After seeing the negative effect of the modern world on local culture, Mr. Jerry Mpofu and Mthabisi Ndlovu formed the group in a bid to retain and reconnect with the local culture and cultural dances. Ihatshi elibomvu has three aims:
- To promote culture.
- To encourage team work.
- To create employment opportunities.
The emphasis on the celebration and conservation of culture is aligned with Wilderness Safaris’ ethos and the Culture ‘C’, provides an opportunity to form a partnership with this group. This also addressed the Community ‘C’ by spreading cultural knowledge and awareness to wider communities in this area.
After establishing themselves as a group, the members of Ihatshi elibomvu looked closely at their history, local culture, and traditions. It became clear that their forefathers worshipped God through their ancestors using drums and other traditional instruments. As drums in particular played a vital role in nearly all forms of communication, it was significant to use these instruments as a source of entertainment for communities to foster positive cultural and community change, while also creating employment.
To achieve their aim of promoting culture, Ihatshi Elibomvu wants to ensure that the youth in particular are culturally aware. Elders that are skilled in different traditional dances, songs, and poetry were involved in teaching and training the group members. Now skilled in these areas, the dance group is able to perform in schools, communities, and for tour operators.

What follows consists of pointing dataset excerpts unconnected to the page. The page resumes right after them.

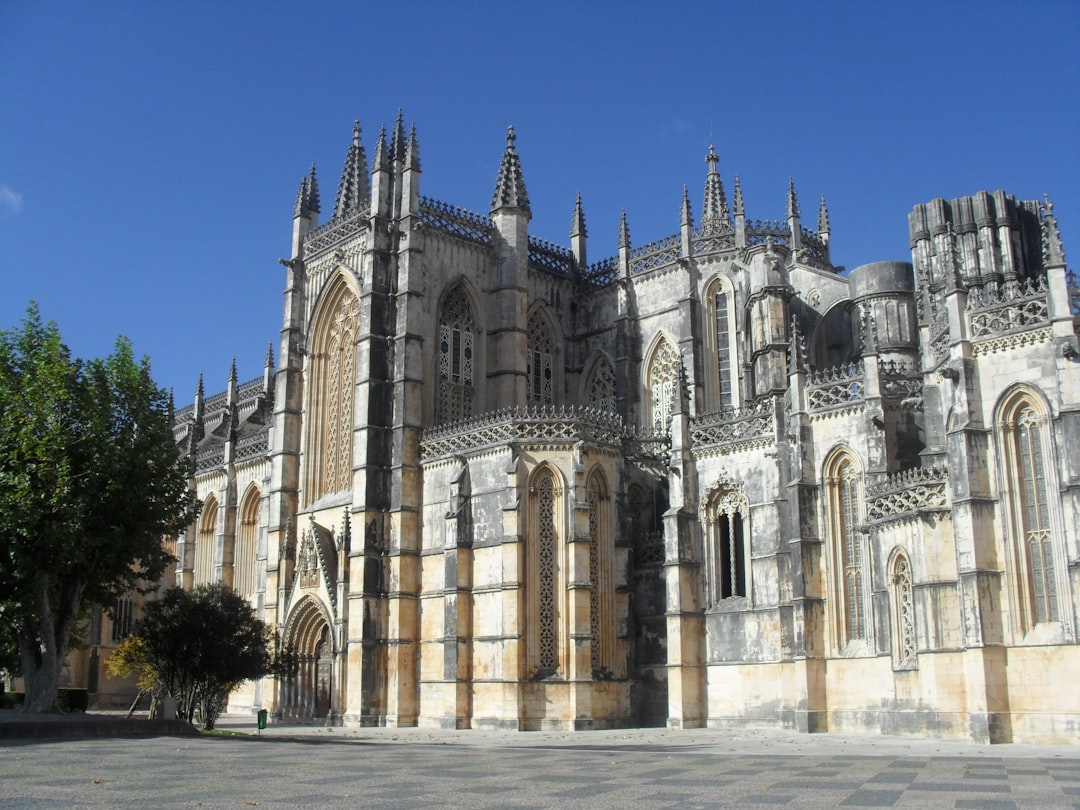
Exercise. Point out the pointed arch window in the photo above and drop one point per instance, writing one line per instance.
(541, 367)
(205, 541)
(1028, 494)
(545, 607)
(726, 570)
(662, 381)
(333, 379)
(851, 570)
(725, 373)
(602, 591)
(457, 329)
(903, 612)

Their productions will also be recorded.
The group’s clothing and preferred colours (red, black, and white) are influenced by history and happenings from the past. Men, for instance, carried walking sticks to support themselves and fed their families with meat from wild animals, using the hide as clothing. A major objective of the dance group is to educate the youth and wider community about deriving lessons from the past on managing natural resources and not poaching. The group strongly believes that past practice was done responsibly, with respect and foresight that future generations need for their survival. Respect and conservation were also enshrined in different forms of worship.

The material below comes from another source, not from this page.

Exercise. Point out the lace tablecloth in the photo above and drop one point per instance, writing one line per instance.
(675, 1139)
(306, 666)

There are some challenges encountered by the group, namely shortages of traditional clothing and transport to show venues. These challenges can hopefully be addressed so that Ihatshi Elibomvu can take full advantage of opportunities that come their way. The importance of culture in promoting positive societal changes has become widely emphasised on a global scale. It has thus been heartening to see Ihatshi Elibomvu providing a positive and lively way for youth to become empowered and embrace their culture. With heightened awareness and motivation to join the YES Programme, a wider section of society will be reached, enabling further steps towards a more sustainable future.